Last updated: Thu 2 Apr 2015, 9:28 AM

Prince of Tears, a Taiwan/Hong Kong production screening today at 7 pm at Cinestar 11 belongs to this league. But what makes this epic movie memorable is how director Yonfan, a veteran with 11 other films to his credit, weaves into this period drama, dollops of love and friendship. In many ways, the movie set in the 1950s in Taiwan, during an era known as the ‘White Terror’ could also have some autobiographical elements. Writer-director Yonfan was born in the Hunan Province in China and moved with his parents to Taiwan in 1952.

Although he subsequently moved to Hong King, now his home-base, the impressions of Taiwan in the 1950s could be festering, as the story-line of Prince of Tears suggests.

Living through turbulent times, when an anti-Communist campaign swept through Taiwan, two sisters return home from school to find their once-happy home ransacked by the military police.

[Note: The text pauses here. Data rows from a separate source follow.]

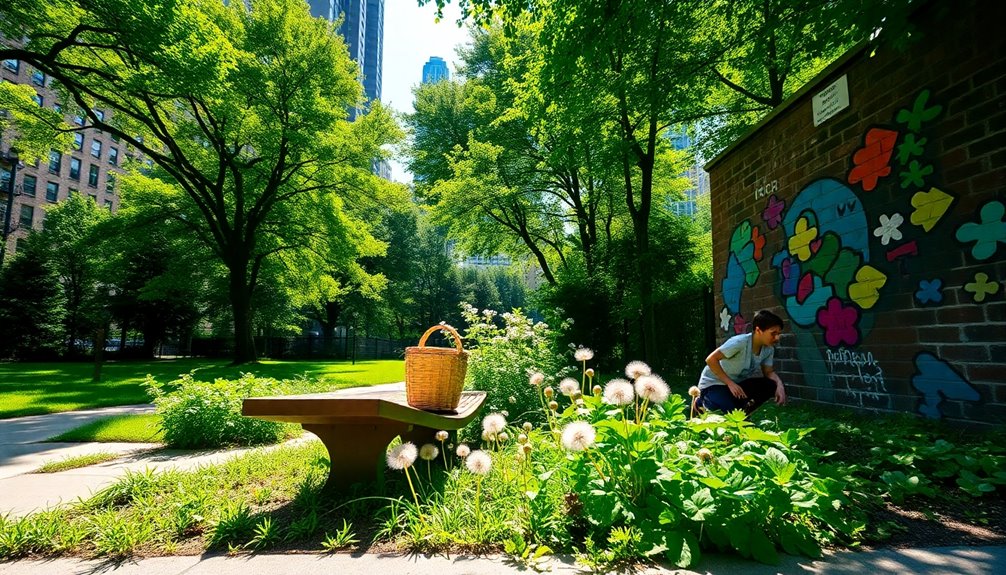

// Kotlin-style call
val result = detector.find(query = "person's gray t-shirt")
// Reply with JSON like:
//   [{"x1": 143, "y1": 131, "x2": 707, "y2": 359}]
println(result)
[{"x1": 697, "y1": 333, "x2": 774, "y2": 389}]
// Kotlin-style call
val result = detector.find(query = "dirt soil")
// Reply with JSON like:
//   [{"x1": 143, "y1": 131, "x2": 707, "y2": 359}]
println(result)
[{"x1": 864, "y1": 496, "x2": 1006, "y2": 549}]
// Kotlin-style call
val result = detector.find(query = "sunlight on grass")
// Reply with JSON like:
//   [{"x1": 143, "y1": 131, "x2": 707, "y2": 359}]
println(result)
[
  {"x1": 0, "y1": 359, "x2": 404, "y2": 419},
  {"x1": 47, "y1": 414, "x2": 165, "y2": 443},
  {"x1": 35, "y1": 452, "x2": 120, "y2": 473}
]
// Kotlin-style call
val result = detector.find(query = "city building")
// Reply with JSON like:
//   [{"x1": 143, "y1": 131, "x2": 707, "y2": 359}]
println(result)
[
  {"x1": 1, "y1": 57, "x2": 128, "y2": 257},
  {"x1": 421, "y1": 56, "x2": 450, "y2": 84},
  {"x1": 307, "y1": 0, "x2": 383, "y2": 109},
  {"x1": 667, "y1": 130, "x2": 710, "y2": 218}
]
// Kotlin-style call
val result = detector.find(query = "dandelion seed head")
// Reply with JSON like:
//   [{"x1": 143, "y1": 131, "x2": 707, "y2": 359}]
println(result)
[
  {"x1": 688, "y1": 386, "x2": 701, "y2": 398},
  {"x1": 585, "y1": 368, "x2": 595, "y2": 378},
  {"x1": 591, "y1": 384, "x2": 602, "y2": 396},
  {"x1": 561, "y1": 421, "x2": 596, "y2": 451},
  {"x1": 543, "y1": 386, "x2": 554, "y2": 399},
  {"x1": 419, "y1": 443, "x2": 439, "y2": 461},
  {"x1": 635, "y1": 374, "x2": 670, "y2": 404},
  {"x1": 603, "y1": 379, "x2": 634, "y2": 406},
  {"x1": 386, "y1": 442, "x2": 417, "y2": 470},
  {"x1": 466, "y1": 450, "x2": 492, "y2": 475},
  {"x1": 517, "y1": 433, "x2": 528, "y2": 444},
  {"x1": 574, "y1": 347, "x2": 594, "y2": 362},
  {"x1": 482, "y1": 412, "x2": 507, "y2": 435},
  {"x1": 548, "y1": 400, "x2": 559, "y2": 411},
  {"x1": 456, "y1": 443, "x2": 471, "y2": 458},
  {"x1": 435, "y1": 430, "x2": 449, "y2": 442},
  {"x1": 625, "y1": 360, "x2": 652, "y2": 380},
  {"x1": 529, "y1": 372, "x2": 545, "y2": 387},
  {"x1": 559, "y1": 378, "x2": 579, "y2": 396},
  {"x1": 522, "y1": 422, "x2": 533, "y2": 432}
]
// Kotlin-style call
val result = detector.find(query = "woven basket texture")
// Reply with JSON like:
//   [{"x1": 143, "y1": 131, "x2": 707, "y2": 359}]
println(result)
[{"x1": 405, "y1": 325, "x2": 469, "y2": 410}]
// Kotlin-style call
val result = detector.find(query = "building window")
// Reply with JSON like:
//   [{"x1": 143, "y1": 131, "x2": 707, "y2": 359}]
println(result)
[
  {"x1": 2, "y1": 59, "x2": 18, "y2": 73},
  {"x1": 88, "y1": 193, "x2": 97, "y2": 203},
  {"x1": 73, "y1": 112, "x2": 85, "y2": 126},
  {"x1": 0, "y1": 168, "x2": 9, "y2": 189},
  {"x1": 108, "y1": 147, "x2": 118, "y2": 165},
  {"x1": 45, "y1": 181, "x2": 59, "y2": 202},
  {"x1": 73, "y1": 133, "x2": 83, "y2": 150},
  {"x1": 69, "y1": 157, "x2": 81, "y2": 180},
  {"x1": 93, "y1": 109, "x2": 105, "y2": 122},
  {"x1": 105, "y1": 200, "x2": 113, "y2": 210},
  {"x1": 48, "y1": 150, "x2": 61, "y2": 174},
  {"x1": 18, "y1": 205, "x2": 34, "y2": 229},
  {"x1": 88, "y1": 164, "x2": 99, "y2": 187},
  {"x1": 22, "y1": 174, "x2": 36, "y2": 198},
  {"x1": 90, "y1": 140, "x2": 102, "y2": 159},
  {"x1": 53, "y1": 103, "x2": 62, "y2": 115},
  {"x1": 30, "y1": 70, "x2": 44, "y2": 86},
  {"x1": 106, "y1": 173, "x2": 116, "y2": 192},
  {"x1": 31, "y1": 93, "x2": 43, "y2": 107}
]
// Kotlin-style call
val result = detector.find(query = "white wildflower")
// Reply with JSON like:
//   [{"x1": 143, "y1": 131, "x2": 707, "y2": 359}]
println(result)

Their parents are arrested and are accused of being Communist spies.

In the narrative that follows, tracking four lives, there is love, friendship, passion, high ideals and dignity – all put to trial, as Yonfan describes it, “in the courtroom of human desire.”

Yonfan rose to prominence with his film Bishonen, which was screened to great critical acclaim at the Berlin Panorama in 1999. Prince of Tears is the first movie he made in Taiwan, although it is his 12th feature. The film was shot over three years – as much time it took for ‘City of Life,’ the UAE film that made its premiere at DIFF on Friday.